Dialogue or monologue?
“Old graybeard” Alan Cooper, author of one of my favourite software books The Inmates Are Running the Asylum, splurged a Twitter thread, musing on the cultural shift at the heart of agile software development.
There’s a lot of crap intertwined with the practice of agile, but at its core is this utterly novel notion that code should be written collaboratively. This idea is astounding, revelatory, amazing, & fundamentally revolutionary.
We often avoid discussing this key premise of agile, because it’s so emotionally and culturally charged. Teams and organisations can go for years tweaking their approach to estimation, sprint planning, user story creation and so on without even once experimenting with collaborative software development practices. There can be a huge cultural resistance even to trying it.
He admits himself to struggling with it:
I’ve tried to program in pairs and it fucking hurts this old graybeard’s sensibilities. It assaults my deeply ingrained—nearly instinctual—notions of what programming is all about.

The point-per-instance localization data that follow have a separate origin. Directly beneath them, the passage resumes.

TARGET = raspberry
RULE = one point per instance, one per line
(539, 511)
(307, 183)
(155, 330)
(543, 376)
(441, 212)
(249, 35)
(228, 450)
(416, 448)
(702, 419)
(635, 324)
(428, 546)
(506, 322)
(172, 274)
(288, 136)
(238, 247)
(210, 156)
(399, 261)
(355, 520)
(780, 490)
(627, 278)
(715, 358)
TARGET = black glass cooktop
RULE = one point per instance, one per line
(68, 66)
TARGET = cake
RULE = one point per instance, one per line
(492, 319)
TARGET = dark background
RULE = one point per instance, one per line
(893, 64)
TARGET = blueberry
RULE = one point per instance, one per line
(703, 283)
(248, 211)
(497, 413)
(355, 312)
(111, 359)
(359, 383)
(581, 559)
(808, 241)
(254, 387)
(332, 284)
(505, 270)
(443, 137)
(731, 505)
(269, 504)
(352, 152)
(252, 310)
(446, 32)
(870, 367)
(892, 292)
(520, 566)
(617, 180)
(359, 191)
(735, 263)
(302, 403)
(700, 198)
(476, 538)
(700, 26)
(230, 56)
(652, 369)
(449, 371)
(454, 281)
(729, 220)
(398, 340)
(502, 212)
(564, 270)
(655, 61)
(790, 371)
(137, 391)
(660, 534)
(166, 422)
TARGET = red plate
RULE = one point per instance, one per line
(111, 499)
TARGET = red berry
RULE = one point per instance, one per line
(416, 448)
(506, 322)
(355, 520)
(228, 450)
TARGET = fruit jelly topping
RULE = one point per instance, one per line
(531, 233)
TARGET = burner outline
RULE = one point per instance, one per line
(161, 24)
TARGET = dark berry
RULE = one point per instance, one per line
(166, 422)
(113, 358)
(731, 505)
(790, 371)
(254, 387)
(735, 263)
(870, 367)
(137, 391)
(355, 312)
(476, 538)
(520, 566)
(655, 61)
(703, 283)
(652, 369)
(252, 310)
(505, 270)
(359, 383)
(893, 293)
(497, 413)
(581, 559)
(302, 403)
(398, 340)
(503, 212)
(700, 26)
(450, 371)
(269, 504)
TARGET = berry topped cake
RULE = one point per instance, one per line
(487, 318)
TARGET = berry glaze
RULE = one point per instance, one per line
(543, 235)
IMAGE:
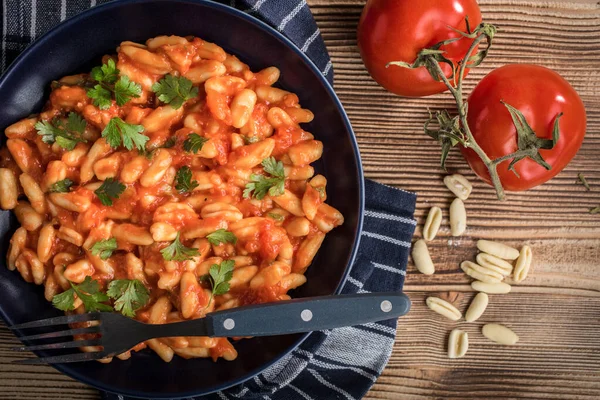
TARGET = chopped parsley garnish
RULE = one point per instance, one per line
(89, 293)
(260, 185)
(104, 248)
(66, 135)
(118, 131)
(61, 186)
(129, 294)
(183, 179)
(194, 143)
(109, 190)
(174, 90)
(109, 84)
(176, 251)
(218, 277)
(221, 236)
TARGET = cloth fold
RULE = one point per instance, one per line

I can identify with this. The way we’re taught how to write software, and the way that education works generally, works against collaborative practices because they ingrain individualistic notions of expertise and creation. When I first joined a team using pair programming for all production code, my brain hurt constantly for the first six weeks as I fought against the grain. It took a while to see the true benefits.
Alan sums this up by framing software as a communication pattern:
There is so much ink spilled about agile practice and it is all so much camouflage for the real battle, which is: Are developers working in an external, public dialog or in an internal, private monolog?
There’s lots more to the thread. I recommend that you read it in full.